Yes we had some POW camps & guarding our bases  & key defense plants BUT we didnt guard prisoners for genocide either, so our Guard ratio had to be Less than the Germans alone.

This idea that Germany lacked troops because of  guarding prisoners of war and concentration camps .

 And that it evened out because of allies too were guarding  prisoners of war, is is simply not the reason the war was lost,

there are numerous reasons, a big one was fighting on more than one front, getting confused about how Hitler looked on England as a future ally, thinking of them as Germanic, I think the waiting game at Dunkirk was a Hitler blunder, I think he went to war too early, he should never have tried out the Soviet Union unless he had secured the west.

He hadn't, he eventually lost out in North Africa, and southern Europe , he did have a brilliant large fighting military force, and I suspect his Generals' were tearing their hair out with some of the orders they were given.

Adolph couldn't be told! 

He was doomed from that, at the start, early successes sent him into a upward spiral , then a downward spiral , he lost before he started. Thank heavens he was a nut and couldn't run a war, and surrounded himself with freaky obsessed weird people Himmler Goebbels , that buffoon Goering, who couldn't run a raffle let alone an Air force. Speer the beaurocrat instigator of cheap killing of a people. 

I'd say that if Adolph Hitler had have been a rational man , things may have turned out differently. And those slime that were with him would be no where in sight.

But if Hitler was a rational man , he may not have even gone to war. He was on the way to turning Germany to an economic giant after the mess of WW1, and the Versaille blunder by the Allies , that was so over the top,  and Hitler was revenge ridden as were many Germans. 
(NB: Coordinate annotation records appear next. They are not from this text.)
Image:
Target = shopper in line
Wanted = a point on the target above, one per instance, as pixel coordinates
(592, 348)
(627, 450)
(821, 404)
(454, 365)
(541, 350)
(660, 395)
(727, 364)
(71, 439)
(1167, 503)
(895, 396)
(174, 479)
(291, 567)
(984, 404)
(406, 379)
WW1 was one of the greatest waste of humanities history , a stalemate almost  of a war?

And to rip the guts out of the Germans after wards just set the world on another road to WW2.

Guards were just part of the infrastructure, just that type of person , that fit the Nazi mould.

The armies of Germany were German people like everyone else, their soldiers were conscripts and regulars, and I'd say the SS  divisions of fanatics were pretty bad brainwashed  people .

But the normal armies and Navy and Airforce  were just the nations normal people.Dragged into a holocaust like the rest of the world.